With the advent of BYOD, it seems like just yesterday that a new mobile movement was making waves through enterprise organizations across the globe. BYOD offers new opportunities for increased productivity, but it also raises a slew of difficult security questions. While many IT pros are still wading through the repercussions of this mobile onslaught, a fresh, new user revolution is creating similar buzz (and similar problems).

Bring your own network, or BYON, has piggybacked on the success of mobile device integration to expand the sphere of influence that users have over their work environment, allowing them to set up and connect to their own personal networks if the available network doesn't suit their needs. With its growing popularity, here are some tips to help you protect your network infrastructure.

Defining the Relationship

The first step towards corralling the proliferation of user networks within your organization's environment is to define where you stand on the issue. You may look at BYON and see an opportunity to enhance flexibility for users and increase productivity. Conversely, you may find your environment too sensitive (due to data restrictions, user agreements and other security concerns) to allow foreign networks to integrate with business processes. Decide what your stance will be on the use of personal networks, and make sure that your users understand where you draw the line.

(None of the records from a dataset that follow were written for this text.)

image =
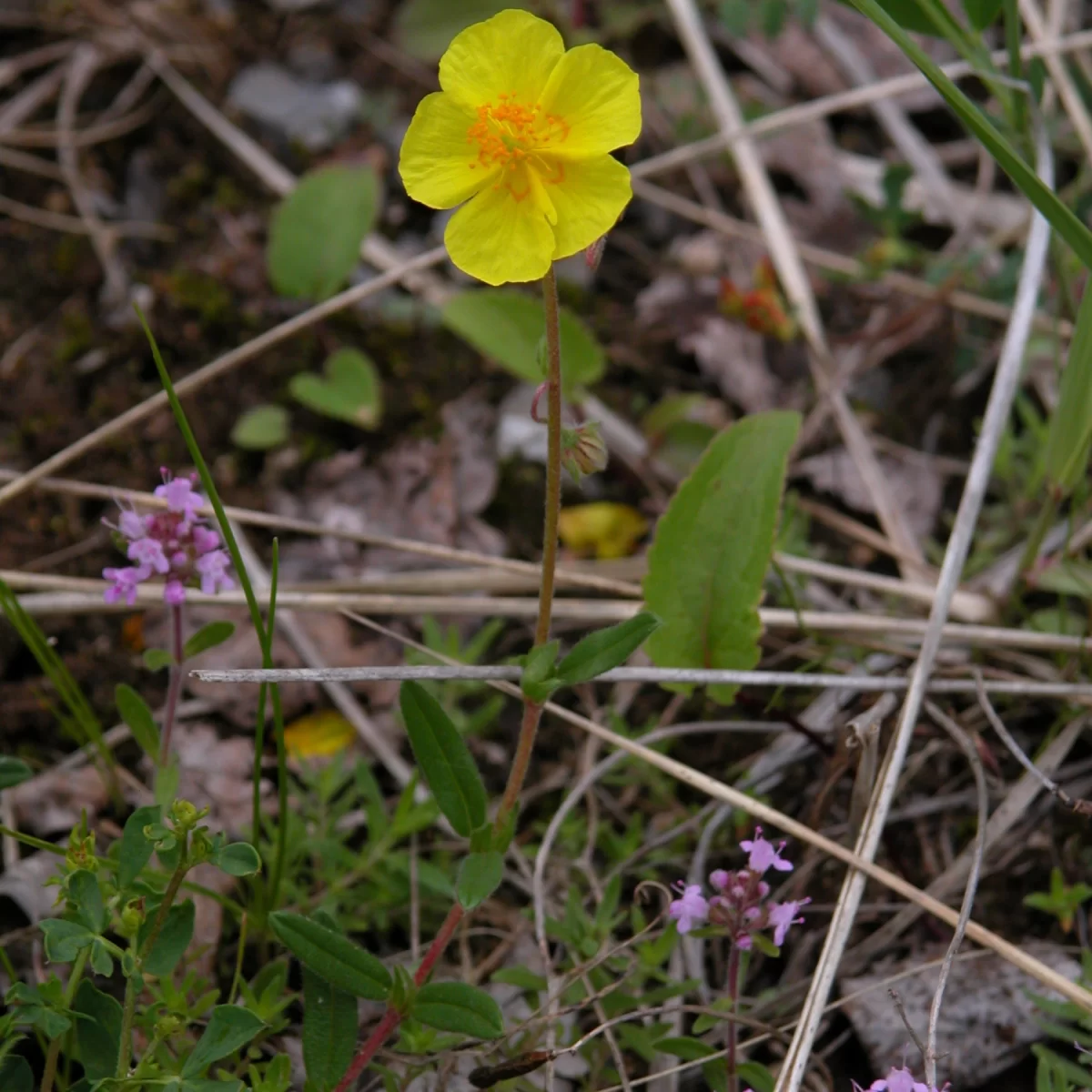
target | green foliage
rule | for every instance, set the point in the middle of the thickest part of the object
(349, 390)
(507, 326)
(207, 637)
(14, 771)
(445, 760)
(453, 1006)
(317, 230)
(1062, 901)
(480, 875)
(605, 649)
(134, 710)
(329, 1031)
(261, 429)
(713, 550)
(332, 956)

If you decide to allow user networks in your environment, the next step is to tackle the logistics of how far they can reach into business processes and vice versa. To do this, you'll need to develop a digital and physical policy to govern how devices and applications interact with these networks. As you create your policy, it's important to have a clear understanding of both the goal of BYON in your environment — if you're allowing it, it must have a purpose — and the potential consequences of integration. If, at any point, the consequences (be they financial, security or productivity risks) outweigh the projected benefits of the technology, it's a good idea to go back to basics and revisit your stance on allowing user networks at all.

An Inseparable Duo

At its core, the growth of BYON is closely tied to the proliferation of BYOD due to their inherent reliance on each other. Without network connectivity, bringing mobile devices into the workplace would be just short of useless. Similarly, creating a personal network without a device to connect to it would be rather fruitless. As such, you can't expect to manage one without first managing the other.

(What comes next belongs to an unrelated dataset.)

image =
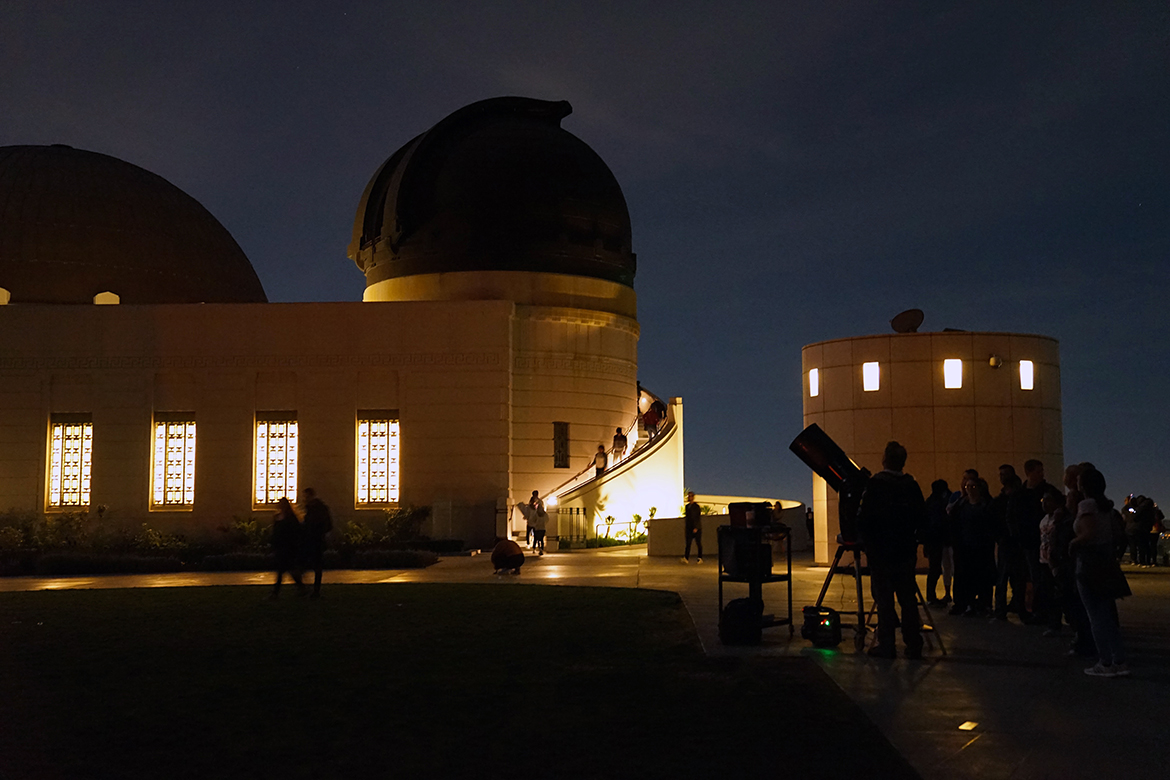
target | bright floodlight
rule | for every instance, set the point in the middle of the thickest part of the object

Along the same lines, as you build a security strategy to deal with the inevitable introduction of user networks (because it will happen, regardless of your official stance on the matter), it's imperative to understand that the reasons why users opt for BYON are nearly identical to the reasons why they choose BYOD — usually, entertainment or convenience. With that in mind, creating a secure network environment will be much easier if you include viable outlets that cater to these user motivations within your authorized enterprise network, and ensure that users know how to access them. Doing so will prevent the need for users to rely on their own technology.

It's also a good idea to keep in mind that BYON doesn't necessarily require BYOD in every scenario. With the growing popularity of ISP hotspots, users could also leverage existing networks from the surrounding environment. Plan accordingly.

When All Else Fails

Unfortunately, no matter how clear or well rounded your policy is, as long as humans are involved, it will be broken — inadvertently, or not. For this reason, having a comprehensive solution in place to monitor your network environment for potential threats is a must. That way, rogue networks and devices that don't conform to your predefined policy can be handled in a secure and automated fashion.

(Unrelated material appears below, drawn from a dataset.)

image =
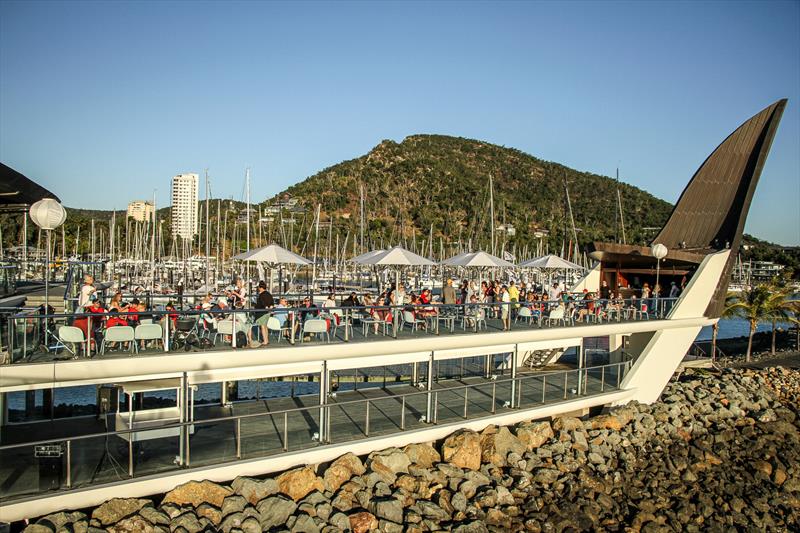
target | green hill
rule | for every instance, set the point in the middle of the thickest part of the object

This will also increase visibility by keeping you informed of changing network topology and how devices or apps are accessing the network. As a result, network monitoring should always be an integral part of any BYO deployment.

Educate Your Users

When you examine your security strategy, you'll find that every risk begins and ends with the users themselves. The better trained and equipped they are to understand the technology and associated risks, the better they'll be able to avoid the pitfalls. By educating users not only on your organization's policy, but why it was created, they'll be better able to make the right judgment call when the time comes.